Quand j’étais Jane Eyre de Sheila Kohler

Qui était l’auteur de Jane Eyre ? A part un nom, un prénom que l’on distingue parfois difficilement de celui de sa sœur écrivain elle aussi (de ses sœurs, en fait) ? On peut bien sûr lire une biographie pour en savoir plus, et s’apprêter à pleurer à chaudes larmes car quelqu’un a-t-il eu une vie plus triste que Charlotte Brontë, unique survivante de six frères et soeurs ? On peut aussi désormais ouvrir ce livre de Sheila Kohler, qui ne porte pas au rire non plus parce qu’avec un tel destin, c’est impossible, mais qui contextualise et romance avec grâce et précision la rédaction de Jane Eyre et ses conséquences.

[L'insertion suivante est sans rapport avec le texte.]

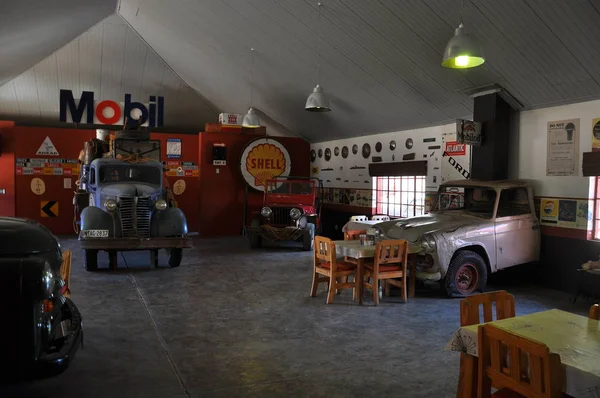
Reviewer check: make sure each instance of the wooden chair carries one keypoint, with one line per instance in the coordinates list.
(470, 307)
(518, 365)
(595, 312)
(380, 217)
(390, 265)
(332, 271)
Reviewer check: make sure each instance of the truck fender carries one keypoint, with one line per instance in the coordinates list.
(169, 222)
(95, 218)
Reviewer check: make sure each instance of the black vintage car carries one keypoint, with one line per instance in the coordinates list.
(41, 329)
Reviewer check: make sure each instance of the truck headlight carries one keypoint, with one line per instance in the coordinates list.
(428, 243)
(47, 281)
(161, 204)
(295, 213)
(110, 205)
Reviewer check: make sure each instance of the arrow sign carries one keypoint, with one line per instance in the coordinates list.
(49, 208)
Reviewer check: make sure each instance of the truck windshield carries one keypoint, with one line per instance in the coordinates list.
(479, 201)
(123, 173)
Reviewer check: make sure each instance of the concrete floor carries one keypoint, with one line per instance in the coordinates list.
(230, 322)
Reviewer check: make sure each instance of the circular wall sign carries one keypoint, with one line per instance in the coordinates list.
(179, 187)
(264, 159)
(38, 186)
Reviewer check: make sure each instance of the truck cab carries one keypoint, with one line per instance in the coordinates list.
(128, 209)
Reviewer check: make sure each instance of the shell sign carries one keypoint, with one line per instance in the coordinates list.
(262, 160)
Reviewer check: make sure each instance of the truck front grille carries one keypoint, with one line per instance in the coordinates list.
(281, 216)
(135, 217)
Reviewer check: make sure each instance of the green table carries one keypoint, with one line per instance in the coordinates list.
(575, 338)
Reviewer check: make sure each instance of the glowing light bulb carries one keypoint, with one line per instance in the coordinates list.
(462, 60)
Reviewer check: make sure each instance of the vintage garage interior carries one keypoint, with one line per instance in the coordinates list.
(300, 198)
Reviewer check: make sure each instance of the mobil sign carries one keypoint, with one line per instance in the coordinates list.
(86, 107)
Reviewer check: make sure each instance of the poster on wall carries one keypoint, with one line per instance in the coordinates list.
(565, 213)
(596, 135)
(262, 160)
(456, 159)
(563, 148)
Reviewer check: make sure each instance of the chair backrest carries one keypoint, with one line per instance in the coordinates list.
(380, 218)
(391, 252)
(524, 366)
(595, 312)
(470, 307)
(324, 251)
(353, 235)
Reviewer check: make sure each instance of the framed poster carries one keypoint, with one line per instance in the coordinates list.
(173, 148)
(563, 148)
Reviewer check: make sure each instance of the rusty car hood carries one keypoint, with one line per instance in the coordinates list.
(413, 228)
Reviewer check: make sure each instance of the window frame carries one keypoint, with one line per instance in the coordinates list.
(395, 204)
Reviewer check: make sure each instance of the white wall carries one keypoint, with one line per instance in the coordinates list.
(528, 152)
(359, 178)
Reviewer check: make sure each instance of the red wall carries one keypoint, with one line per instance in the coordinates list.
(7, 169)
(68, 143)
(222, 194)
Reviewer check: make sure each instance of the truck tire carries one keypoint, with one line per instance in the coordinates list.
(255, 239)
(466, 274)
(175, 257)
(309, 238)
(91, 260)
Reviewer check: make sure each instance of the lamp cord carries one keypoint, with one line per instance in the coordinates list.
(319, 46)
(251, 77)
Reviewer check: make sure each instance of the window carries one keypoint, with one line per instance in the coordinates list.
(400, 196)
(595, 211)
(513, 202)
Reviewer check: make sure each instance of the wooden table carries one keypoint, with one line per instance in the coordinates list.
(353, 249)
(575, 338)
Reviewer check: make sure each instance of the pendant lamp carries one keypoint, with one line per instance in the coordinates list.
(317, 101)
(251, 119)
(463, 50)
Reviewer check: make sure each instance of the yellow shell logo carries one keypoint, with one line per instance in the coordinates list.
(265, 162)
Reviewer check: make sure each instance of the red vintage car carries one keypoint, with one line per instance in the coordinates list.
(291, 212)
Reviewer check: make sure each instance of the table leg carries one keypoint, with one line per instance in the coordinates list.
(360, 271)
(467, 377)
(413, 279)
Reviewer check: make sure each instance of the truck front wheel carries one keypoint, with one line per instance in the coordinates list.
(175, 257)
(466, 274)
(91, 260)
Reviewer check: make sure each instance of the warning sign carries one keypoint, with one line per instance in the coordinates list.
(47, 148)
(49, 208)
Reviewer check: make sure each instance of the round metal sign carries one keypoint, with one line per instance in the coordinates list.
(262, 160)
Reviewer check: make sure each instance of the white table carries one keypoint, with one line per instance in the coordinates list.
(575, 338)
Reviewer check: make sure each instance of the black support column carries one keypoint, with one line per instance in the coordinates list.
(490, 160)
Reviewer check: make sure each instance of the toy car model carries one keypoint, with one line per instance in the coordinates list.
(291, 212)
(475, 228)
(128, 210)
(43, 329)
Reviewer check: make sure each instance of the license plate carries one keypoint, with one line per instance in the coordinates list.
(94, 233)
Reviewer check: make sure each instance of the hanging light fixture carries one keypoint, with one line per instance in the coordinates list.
(251, 118)
(317, 101)
(462, 51)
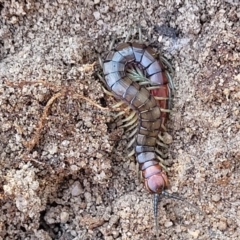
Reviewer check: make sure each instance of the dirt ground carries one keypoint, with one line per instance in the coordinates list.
(63, 174)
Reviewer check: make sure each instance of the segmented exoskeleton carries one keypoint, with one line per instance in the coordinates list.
(149, 98)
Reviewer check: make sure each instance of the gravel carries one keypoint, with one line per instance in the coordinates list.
(64, 173)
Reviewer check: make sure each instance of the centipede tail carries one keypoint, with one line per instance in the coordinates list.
(150, 111)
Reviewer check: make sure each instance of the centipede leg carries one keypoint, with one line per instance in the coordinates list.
(130, 117)
(140, 34)
(112, 42)
(128, 35)
(131, 122)
(131, 153)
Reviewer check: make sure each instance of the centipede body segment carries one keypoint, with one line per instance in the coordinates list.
(150, 111)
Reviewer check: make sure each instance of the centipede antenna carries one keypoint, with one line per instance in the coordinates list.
(155, 211)
(128, 35)
(174, 196)
(140, 33)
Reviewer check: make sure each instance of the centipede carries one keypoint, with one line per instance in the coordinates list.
(149, 95)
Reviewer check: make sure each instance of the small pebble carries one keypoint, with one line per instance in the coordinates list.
(222, 225)
(77, 189)
(64, 217)
(97, 15)
(168, 224)
(216, 198)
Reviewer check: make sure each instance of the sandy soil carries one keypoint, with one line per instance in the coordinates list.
(63, 174)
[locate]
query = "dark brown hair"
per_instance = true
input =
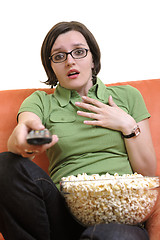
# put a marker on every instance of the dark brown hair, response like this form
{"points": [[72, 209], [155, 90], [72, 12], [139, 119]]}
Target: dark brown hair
{"points": [[63, 27]]}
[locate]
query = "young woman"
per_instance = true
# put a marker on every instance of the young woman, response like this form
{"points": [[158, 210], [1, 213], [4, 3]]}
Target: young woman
{"points": [[96, 129]]}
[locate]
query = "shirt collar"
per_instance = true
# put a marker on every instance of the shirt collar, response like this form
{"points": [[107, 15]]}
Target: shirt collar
{"points": [[64, 95]]}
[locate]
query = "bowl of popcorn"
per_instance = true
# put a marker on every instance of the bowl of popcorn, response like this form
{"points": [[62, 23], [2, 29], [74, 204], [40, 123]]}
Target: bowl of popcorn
{"points": [[94, 199]]}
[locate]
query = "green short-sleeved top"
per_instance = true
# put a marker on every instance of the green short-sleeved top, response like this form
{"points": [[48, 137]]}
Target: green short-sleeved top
{"points": [[83, 148]]}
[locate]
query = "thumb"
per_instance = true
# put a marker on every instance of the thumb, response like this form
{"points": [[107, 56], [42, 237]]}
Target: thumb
{"points": [[35, 124], [111, 102]]}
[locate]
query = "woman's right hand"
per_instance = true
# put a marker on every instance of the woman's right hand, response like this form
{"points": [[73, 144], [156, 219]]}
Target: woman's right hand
{"points": [[17, 141]]}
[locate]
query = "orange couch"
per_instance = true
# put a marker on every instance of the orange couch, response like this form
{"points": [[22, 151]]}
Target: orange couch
{"points": [[150, 89]]}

1846. C’est alors qu’elle veille son père aveugle qui vient d’être opéré des yeux à Manchester que Charlotte Brontë, célibataire et aînée de la famille depuis la mort de ses deux sœurs, trouve l’inspiration pour son nouveau roman. Elle en a déjà écrit un, mais les éditeurs le lui retournent, ainsi que les poésies de sa sœur Emily, bien que les deux jeunes femmes aient pris soin d’utiliser des pseudonymes masculins. Dans l’obscurité et le silence, elle revoit certains épisodes de sa vie, en particulier son séjour bruxellois et sa vie dans une pension sordide qui brisa la santé fragile de ses sœurs. « Elle écrit heure après heure, jour après jour. Elle sait que jamais elle ne retrouvera de meilleures conditions de travail : le silence sans la solitude, la nuit perpétuelle. » C’est à Bruxelles qu’elle a vécu son grand amour, platonique bien sûr, pour son professeur, marié et plus vieux qu’elle, qui semble un instant s’intéresser à elle. Mais le faible obéit au rappel à l’ordre de sa femme et voilà Charlotte délaissée.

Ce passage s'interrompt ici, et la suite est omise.